MUMBAI: These are certainly the toughest times that South African cricket has seen since the national team’s readmission into international cricket in 1991.
For one, the Omicron variant has left their cricket crippled, forcing Cricket South Africa to cancel the T20 Mzansi Super League for the second year running.
The CSA then somehow managed to convince the BCCI to not pull India out of the tour, even if the series would be played in empty stadiums.
If that wasn’t enough, the ghosts of the Apartheid era are threatening to return to haunt the Rainbow Nation, with two of their former cricketing stars, now important cogs in the team’s wheel, in the dock.
On Monday, director of cricket Graeme Smith and national team coach Mark Boucher were among a number of CSA employees implicated in “tentative findings” made by an ombudsman looking into alleged racial discrimination.
For South Africa’s Test captain Dean Elgar, managing his team through bad news has become so routine, that in a pre-series interaction on Tuesday, he didn’t even feel the need to label the happenings of the past two days as “difficult”.

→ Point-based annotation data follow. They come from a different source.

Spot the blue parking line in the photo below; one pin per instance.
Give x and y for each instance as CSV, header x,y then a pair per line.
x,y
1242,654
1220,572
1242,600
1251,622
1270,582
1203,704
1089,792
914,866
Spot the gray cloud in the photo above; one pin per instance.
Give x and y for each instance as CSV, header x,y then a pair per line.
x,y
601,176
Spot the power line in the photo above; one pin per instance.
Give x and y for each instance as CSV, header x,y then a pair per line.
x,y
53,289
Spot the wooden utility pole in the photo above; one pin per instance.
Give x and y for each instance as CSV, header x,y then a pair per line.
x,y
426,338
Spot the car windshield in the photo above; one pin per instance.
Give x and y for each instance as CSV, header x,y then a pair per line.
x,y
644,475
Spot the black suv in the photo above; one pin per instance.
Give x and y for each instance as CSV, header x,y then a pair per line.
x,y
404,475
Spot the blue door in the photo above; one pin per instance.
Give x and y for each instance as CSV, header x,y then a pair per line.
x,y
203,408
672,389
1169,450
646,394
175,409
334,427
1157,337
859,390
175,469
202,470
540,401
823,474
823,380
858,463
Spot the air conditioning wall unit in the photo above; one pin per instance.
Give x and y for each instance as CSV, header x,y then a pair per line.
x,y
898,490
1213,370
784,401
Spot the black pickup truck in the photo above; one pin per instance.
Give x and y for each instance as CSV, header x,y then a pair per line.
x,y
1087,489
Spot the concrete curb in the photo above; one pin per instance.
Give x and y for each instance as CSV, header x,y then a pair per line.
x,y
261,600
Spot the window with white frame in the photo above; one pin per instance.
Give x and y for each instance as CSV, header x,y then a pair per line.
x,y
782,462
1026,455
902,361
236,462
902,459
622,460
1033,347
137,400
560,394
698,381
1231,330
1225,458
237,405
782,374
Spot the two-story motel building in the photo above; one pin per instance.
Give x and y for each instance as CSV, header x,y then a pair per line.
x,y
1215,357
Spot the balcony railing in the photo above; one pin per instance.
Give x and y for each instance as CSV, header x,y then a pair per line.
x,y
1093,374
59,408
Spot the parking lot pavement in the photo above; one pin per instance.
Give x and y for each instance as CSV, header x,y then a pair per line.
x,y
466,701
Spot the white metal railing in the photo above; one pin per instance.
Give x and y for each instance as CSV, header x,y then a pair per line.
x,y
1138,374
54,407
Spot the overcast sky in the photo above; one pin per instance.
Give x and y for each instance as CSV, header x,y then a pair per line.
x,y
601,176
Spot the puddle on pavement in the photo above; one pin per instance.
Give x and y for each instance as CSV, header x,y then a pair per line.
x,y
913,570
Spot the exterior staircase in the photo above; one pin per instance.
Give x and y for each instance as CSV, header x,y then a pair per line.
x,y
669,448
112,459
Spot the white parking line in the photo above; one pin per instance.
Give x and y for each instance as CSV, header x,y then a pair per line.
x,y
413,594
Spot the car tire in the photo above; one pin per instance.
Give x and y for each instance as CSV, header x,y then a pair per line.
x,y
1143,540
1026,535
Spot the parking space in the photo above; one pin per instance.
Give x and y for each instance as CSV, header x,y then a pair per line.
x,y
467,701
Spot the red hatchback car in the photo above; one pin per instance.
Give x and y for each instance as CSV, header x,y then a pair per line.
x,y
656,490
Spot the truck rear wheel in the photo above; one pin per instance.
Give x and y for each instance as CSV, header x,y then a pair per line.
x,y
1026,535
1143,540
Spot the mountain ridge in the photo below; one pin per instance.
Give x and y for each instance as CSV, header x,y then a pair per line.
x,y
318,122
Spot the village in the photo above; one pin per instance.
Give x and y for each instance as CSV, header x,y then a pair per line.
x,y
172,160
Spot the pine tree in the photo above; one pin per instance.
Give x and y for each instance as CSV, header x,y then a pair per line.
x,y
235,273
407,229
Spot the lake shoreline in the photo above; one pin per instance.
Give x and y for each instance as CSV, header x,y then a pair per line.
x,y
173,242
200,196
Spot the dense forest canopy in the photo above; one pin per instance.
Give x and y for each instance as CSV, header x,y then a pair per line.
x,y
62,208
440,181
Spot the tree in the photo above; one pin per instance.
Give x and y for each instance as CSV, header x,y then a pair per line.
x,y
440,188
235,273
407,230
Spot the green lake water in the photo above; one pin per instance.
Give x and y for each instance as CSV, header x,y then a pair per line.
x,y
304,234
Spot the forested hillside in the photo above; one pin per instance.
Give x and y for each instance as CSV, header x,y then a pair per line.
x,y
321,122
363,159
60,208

Sporting a brave smile, Elgar said: “No, it hasn’t really been too tough for us. I think as players, we’ve kind of got used to bad news around us for the last year or so. As players, we kind of adapt to it accordingly. It’s not ideal to have these headlines coming up. We just want to focus on our cricket.
“We want to focus on playing a tough series. We must be mindful that if things are bad off the field, we can’t use that as a cop-out. We focus on cricket and hopefully cricket will look after us,” stressed the veteran opener, who took over as the Test captain in May.
The only bit of sarcasm that Elgar allowed himself during the interaction was while talking about the rapidly changing cricket regime in South Africa. “We’ve had so many different administrators that we don’t even know who’s there now,” he quipped.
Elgar also backed Boucher after former South Africa spinner Paul Adams said he had been called “brown shit” in a South Africa team song by the coach and former SA wicketkeeper. “I know the work they are putting in behind the scenes. It is not nice to see our coaches get lambasted for things,” Elgar said.
‘Ashwin not successful in SA’
Answering a question about the threat that off-spinner Ashwin poses, Elgar said, “He hasn’t had a lot of success in SA. You can’t compare the success he has had against our batters in India because conditions are so dissimilar.”